How does Disagreement Help Generalization against Label Corruption? (1901.04215v3)

Published 14 Jan 2019 in cs.LG and stat.ML

Abstract: Learning with noisy labels is one of the hottest problems in weakly-supervised learning. Based on memorization effects of deep neural networks, training on small-loss instances becomes very promising for handling noisy labels. This fosters the state-of-the-art approach "Co-teaching" that cross-trains two deep neural networks using the small-loss trick. However, with the increase of epochs, two networks converge to a consensus and Co-teaching reduces to the self-training MentorNet. To tackle this issue, we propose a robust learning paradigm called Co-teaching+, which bridges the "Update by Disagreement" strategy with the original Co-teaching.

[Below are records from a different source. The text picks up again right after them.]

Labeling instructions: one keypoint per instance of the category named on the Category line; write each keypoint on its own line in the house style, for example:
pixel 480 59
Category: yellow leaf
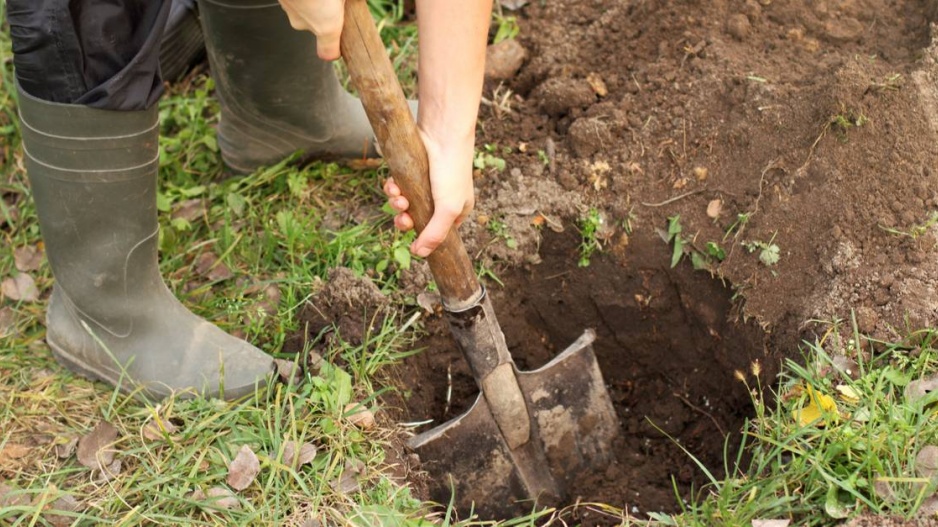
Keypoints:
pixel 818 404
pixel 848 394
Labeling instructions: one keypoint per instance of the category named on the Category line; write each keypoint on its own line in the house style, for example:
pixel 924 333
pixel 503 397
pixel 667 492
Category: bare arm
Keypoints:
pixel 453 37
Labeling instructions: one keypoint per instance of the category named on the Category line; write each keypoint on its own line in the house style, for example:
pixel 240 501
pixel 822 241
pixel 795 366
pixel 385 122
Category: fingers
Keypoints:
pixel 436 231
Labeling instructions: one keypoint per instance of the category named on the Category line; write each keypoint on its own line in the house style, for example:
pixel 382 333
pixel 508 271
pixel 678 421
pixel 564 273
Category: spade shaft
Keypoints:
pixel 506 417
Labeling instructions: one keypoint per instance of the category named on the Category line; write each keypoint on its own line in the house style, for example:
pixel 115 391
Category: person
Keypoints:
pixel 88 81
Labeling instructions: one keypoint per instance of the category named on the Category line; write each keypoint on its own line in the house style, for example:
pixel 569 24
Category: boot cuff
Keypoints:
pixel 77 141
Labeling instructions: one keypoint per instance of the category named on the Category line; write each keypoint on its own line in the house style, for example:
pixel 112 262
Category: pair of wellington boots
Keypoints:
pixel 93 175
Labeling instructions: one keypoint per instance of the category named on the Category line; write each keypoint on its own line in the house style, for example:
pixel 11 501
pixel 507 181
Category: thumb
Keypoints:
pixel 327 44
pixel 434 233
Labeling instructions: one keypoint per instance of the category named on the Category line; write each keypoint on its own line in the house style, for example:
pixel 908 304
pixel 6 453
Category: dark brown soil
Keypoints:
pixel 815 121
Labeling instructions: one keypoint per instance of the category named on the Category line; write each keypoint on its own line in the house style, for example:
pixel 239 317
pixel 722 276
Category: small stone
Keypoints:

First, two networks feed forward and predict all data, but keep prediction disagreement data only. Then, among such disagreement data, each network selects its small-loss data, but back propagates the small-loss data from its peer network and updates its own parameters. Empirical results on benchmark datasets demonstrate that Co-teaching+ is much superior to many state-of-the-art methods in the robustness of trained models.

Citations (714)

View on Semantic Scholar

Summary

The paper introduces the Co-teaching+ algorithm that uses an 'Update by Disagreement' strategy to maintain network divergence for improved generalization in noisy label settings.
It leverages cross-updating on small-loss samples to effectively mitigate the impact of label corruption, yielding higher test accuracies on benchmarks like MNIST and CIFAR.
Experimental evaluations confirm that Co-teaching+ consistently outperforms traditional methods, demonstrating its practical robustness across various noise levels and datasets.

Analysis of "How does Disagreement Help Generalization against Label Corruption?"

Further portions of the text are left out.